- Do a quick check of the rest of the network. Before you start running all kinds of tests on your system, check to make sure the rest of the network is functioning properly. Are other people or systems on the network having the same or similar problems as you? The problem may have nothing to do with your system or configuration.
- Gather information. What has changed since things were working properly? Has any new software been installed? Has any new hardware been installed? What settings may have been changed, either by you, another administrator, a vendor, or an end user? Have there been any power outages? Have there been any maintenance crews doing work which involved moving network equipment? Ask end users what was being done at the time of the failure. (Be careful not to be accusatory when asking questions like this. You want to get honest, helpful answers. You don't want people to get defensive or try to hide things.)
- Start at the physical layer. Check link lights, power cables, circuit breakers, cables, heat and dust (too much of either will down any electronic device including routers, switches, access points, firewalls, and servers). You can purchase an inexpensive cable tester for around $40.00. Such testers can be helpful, but if you don't have one, test a cable by replacing a known working cable with the cable in question. If it works with the first cable, but not the second, you've identified the problem. Make sure network cards are enabled. Check in the network settings on each affected device to ensure that network cards are enabled and active.

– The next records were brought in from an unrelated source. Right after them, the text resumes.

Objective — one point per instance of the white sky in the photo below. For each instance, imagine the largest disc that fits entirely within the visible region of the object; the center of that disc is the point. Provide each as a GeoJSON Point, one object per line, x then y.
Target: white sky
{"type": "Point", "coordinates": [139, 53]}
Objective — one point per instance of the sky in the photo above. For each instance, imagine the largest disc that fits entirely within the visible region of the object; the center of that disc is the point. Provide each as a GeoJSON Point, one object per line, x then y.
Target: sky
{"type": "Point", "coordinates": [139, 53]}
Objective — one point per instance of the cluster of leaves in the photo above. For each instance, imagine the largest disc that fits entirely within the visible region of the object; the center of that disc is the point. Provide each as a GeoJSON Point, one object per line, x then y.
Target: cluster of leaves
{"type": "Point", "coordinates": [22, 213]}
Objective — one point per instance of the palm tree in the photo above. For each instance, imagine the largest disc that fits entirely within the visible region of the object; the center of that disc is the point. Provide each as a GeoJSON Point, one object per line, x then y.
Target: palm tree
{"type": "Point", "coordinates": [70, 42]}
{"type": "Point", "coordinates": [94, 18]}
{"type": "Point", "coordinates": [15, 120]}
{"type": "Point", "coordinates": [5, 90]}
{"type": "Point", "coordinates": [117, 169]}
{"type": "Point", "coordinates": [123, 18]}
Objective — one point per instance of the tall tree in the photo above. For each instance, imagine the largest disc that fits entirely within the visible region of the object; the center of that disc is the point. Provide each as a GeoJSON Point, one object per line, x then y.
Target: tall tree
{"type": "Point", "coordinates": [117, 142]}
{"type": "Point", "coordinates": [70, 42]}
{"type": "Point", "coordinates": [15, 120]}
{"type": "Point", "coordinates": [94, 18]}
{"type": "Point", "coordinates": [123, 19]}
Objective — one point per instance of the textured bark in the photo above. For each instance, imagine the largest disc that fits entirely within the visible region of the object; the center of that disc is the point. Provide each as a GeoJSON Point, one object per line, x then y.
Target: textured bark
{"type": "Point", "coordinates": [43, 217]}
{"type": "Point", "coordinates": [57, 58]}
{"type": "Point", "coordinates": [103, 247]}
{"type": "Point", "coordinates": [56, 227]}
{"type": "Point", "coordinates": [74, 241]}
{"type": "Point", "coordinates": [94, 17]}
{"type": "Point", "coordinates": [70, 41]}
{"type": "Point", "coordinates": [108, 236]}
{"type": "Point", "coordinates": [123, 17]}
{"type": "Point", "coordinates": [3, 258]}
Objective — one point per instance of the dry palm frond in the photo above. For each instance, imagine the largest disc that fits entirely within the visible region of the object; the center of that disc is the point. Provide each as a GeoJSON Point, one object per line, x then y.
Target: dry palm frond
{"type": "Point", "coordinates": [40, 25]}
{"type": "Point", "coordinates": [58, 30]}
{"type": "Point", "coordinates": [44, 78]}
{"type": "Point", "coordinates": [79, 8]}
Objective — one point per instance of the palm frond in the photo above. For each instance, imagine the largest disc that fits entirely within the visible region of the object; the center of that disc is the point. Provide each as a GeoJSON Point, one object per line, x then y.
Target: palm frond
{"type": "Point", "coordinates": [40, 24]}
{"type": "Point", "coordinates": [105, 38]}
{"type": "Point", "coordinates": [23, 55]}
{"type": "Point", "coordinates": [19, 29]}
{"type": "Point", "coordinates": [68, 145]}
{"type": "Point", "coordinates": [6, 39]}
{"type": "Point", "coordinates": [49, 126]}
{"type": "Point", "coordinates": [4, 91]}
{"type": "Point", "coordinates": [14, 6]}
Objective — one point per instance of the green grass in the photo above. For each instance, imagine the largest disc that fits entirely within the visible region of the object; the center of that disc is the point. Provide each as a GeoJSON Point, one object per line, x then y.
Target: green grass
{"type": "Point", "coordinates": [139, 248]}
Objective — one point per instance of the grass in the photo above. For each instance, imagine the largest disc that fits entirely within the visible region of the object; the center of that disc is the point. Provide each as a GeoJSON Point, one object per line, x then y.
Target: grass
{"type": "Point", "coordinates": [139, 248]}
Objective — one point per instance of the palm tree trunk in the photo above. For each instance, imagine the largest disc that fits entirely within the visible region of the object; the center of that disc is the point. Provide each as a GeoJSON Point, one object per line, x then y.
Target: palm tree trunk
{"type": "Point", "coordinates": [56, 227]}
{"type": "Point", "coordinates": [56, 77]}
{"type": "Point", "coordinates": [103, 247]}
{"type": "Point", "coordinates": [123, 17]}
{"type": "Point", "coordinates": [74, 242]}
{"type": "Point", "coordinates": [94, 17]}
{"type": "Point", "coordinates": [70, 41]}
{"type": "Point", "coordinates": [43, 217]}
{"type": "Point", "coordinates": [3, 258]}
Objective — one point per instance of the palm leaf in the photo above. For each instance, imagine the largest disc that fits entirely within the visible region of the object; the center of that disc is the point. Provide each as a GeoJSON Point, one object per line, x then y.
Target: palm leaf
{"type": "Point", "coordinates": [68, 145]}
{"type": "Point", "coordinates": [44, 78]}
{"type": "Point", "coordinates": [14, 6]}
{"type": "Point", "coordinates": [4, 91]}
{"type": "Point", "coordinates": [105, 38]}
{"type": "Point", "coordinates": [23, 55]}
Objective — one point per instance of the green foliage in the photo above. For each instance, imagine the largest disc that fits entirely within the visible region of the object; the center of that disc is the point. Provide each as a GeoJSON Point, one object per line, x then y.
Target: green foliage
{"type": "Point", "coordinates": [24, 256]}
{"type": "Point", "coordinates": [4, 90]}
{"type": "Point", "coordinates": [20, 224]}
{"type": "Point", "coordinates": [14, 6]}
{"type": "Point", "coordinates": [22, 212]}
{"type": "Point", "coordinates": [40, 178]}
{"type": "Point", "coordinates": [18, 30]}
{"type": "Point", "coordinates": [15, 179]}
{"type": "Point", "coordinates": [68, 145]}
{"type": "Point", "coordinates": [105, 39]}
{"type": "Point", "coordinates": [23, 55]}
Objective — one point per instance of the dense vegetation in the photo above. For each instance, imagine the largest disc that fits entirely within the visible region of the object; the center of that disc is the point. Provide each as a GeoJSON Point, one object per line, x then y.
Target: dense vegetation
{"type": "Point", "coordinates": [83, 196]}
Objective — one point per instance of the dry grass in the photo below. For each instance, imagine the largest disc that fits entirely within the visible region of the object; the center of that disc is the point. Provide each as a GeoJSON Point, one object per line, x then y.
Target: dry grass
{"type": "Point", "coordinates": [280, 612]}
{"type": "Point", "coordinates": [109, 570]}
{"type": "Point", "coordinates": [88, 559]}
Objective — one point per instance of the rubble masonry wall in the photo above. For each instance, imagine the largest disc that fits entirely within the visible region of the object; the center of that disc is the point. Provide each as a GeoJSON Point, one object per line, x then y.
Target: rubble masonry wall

- Use ping, tracert (traceroute in Unix/Linux/Cisco), and pathping to test connectivity. Use ping within a single IP subnet and tracert or pathping when multiple IP subnets are involved. Here's how to use ping: Start by pinging your localhost (ping localhost or ping 127.0.0.1), then ping the IP address of the system you're working on, then ping another host on the same subnet, then ping the default gateway, and finally ping a remote system on another subnet. If all of the pings work except the remote system, try using tracert or pathping to see where connectivity fails.
- Check the routing table. If pings to systems on different networks fail, check the routing table for explicit entries, the correct default gateway, or duplicate default gateways (there should be only one). On a Windows computer, use the command route print to see the routing table. On a Cisco router, use the command show ip route.
- Check IP address settings. Use the Windows command line utility ipconfig to make sure the IP address is what you expect.
- Check for problems with MTU size. Use the mturoute tool to check MTU sizes on the network.
- Check for DHCP server connectivity. If you see an address starting with 169.254, that's an indication that the device or system could not reach a DHCP server to get an IP address.
- Is the IP address on the correct network? Check to ensure that the IP address of the device is on the same network or subnet as the rest of the devices. (If the subnet mask is 255.255.255.0 or /24, check to ensure that the first three octets of each of the connected devices match.)
- Check for a firewall blocking traffic. If you can ping out from a device, but not to the device, a likely culprit is a firewall on the device. Check the security settings. If the Windows firewall is disabled, check to see if a third-party firewall is enabled such as ZoneAlarm or Norton Internet Security. I once was stymied in troubleshooting by a surprise firewall that was included with a VPN client, so check for any other security-oriented software that might include a firewall.
If I've missed anything, please leave a comment.
Most network administrators have plenty of stories about forehead-slapping moments in troubleshooting when they missed something obvious. By following the above steps, hopefully you'll avoid flattening your forehead.